Wire, panel, devices. That's about as basic as I can give ya.


----------



## LARMGUY (Aug 22, 2010)

hooch said:


> we are electrical contracters and very little about fire. so my question is basic installation requirements for a class b commercial fire alrm system?


If you know nothing about fire, don't.


----------



## greenman (Apr 20, 2012)

Well what type of occupancy, your boss should check will local fire authority; I’m a certified fire alarm Tec in Canada as well as a construction electrician and industrial electrician.
All the info is listed in can-ulc standards one for installation, one for verification and one for testing,
All this can get confusing; you need to consider building code, fire code, electrica, code. Then manufactures spec. 
I would tell him to sub it out or hire a fire alarm tec.


----------



## icefalkon (Dec 16, 2007)

hooch said:


> we are electrical contracters and very little about fire. so my question is basic installation requirements for a class b commercial fire alrm system?


You can check your local fire code as well as reach out to your local fire departments agency that checks the FA installations.
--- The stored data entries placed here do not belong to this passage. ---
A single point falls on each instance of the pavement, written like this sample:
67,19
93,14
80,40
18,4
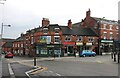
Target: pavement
0,68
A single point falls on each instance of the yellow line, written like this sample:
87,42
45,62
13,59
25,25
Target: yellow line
43,69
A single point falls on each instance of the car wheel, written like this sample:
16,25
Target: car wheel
93,55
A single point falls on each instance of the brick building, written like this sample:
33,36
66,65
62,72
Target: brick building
56,40
18,46
7,44
108,31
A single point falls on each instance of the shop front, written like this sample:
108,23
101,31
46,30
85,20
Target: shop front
79,47
68,48
50,50
106,46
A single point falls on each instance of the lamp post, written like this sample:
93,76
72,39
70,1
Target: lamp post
2,33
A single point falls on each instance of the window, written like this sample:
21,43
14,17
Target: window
56,39
56,30
90,39
111,35
110,27
117,27
18,45
105,26
21,45
68,38
45,30
43,50
79,38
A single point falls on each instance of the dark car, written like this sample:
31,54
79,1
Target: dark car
9,55
87,53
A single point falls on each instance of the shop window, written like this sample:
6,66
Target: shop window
45,30
117,27
105,35
105,26
111,35
111,27
79,38
57,39
67,38
43,50
90,39
57,52
32,40
57,30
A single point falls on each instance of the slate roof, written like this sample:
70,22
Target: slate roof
105,20
76,24
7,39
78,31
19,39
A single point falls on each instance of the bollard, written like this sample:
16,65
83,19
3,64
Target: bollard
118,57
34,61
114,57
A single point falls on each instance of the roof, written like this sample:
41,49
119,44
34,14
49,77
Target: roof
105,20
76,24
78,31
7,39
19,39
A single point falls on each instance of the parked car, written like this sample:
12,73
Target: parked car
87,53
9,55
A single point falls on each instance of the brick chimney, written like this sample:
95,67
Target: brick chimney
45,22
88,13
70,24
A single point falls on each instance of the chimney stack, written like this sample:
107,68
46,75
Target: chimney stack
45,22
70,24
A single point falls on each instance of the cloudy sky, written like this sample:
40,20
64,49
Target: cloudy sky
26,14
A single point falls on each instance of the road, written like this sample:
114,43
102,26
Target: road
66,66
17,68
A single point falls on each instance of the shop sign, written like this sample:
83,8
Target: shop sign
107,41
50,45
48,39
43,39
79,43
88,43
68,43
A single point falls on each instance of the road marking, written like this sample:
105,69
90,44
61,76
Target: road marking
58,74
43,69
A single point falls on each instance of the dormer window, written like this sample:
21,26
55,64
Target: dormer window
45,30
67,38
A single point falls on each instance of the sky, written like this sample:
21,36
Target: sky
23,15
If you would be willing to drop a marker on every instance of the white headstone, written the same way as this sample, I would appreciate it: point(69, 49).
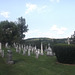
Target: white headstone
point(37, 54)
point(2, 53)
point(41, 48)
point(28, 52)
point(68, 41)
point(0, 46)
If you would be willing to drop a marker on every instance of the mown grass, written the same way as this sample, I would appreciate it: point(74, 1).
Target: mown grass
point(29, 65)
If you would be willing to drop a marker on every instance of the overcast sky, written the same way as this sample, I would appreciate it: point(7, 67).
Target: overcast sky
point(45, 18)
They'll at least point you in the right direction.


Steve from NYC


----------



## greenman (Apr 20, 2012)

Well how did your boss make out?


----------



## hooch (Sep 18, 2010)

well, got er done with the help of a real alarm guy. this will be the next semenar i take. if you want me to do something then at least give me the chance to research it so i don't look like a fool


----------



## icefalkon (Dec 16, 2007)

hooch said:


> well, got er done with the help of a real alarm guy. this will be the next semenar i take. if you want me to do something then at least give me the chance to research it so i don't look like a fool


Well said...well said..

Steve from NYC


----------



## B4T (Feb 10, 2009)

hooch said:


> we are electrical contracters and very little about fire. so my question is basic installation requirements for a class b commercial fire alrm system?


You might have to get a set of plans that are approved by the Fire Marshall before you do anything..


----------



## hooch (Sep 18, 2010)

no we are on a" need to know base and we do not need to know" just get it done!


----------



## John Valdes (May 17, 2007)

It is spelled contractors not contracters. Talk about dumb. :laughing:


----------



## hooch (Sep 18, 2010)

WOW that is all u have to ad to this? good one, but how long did it take you?


----------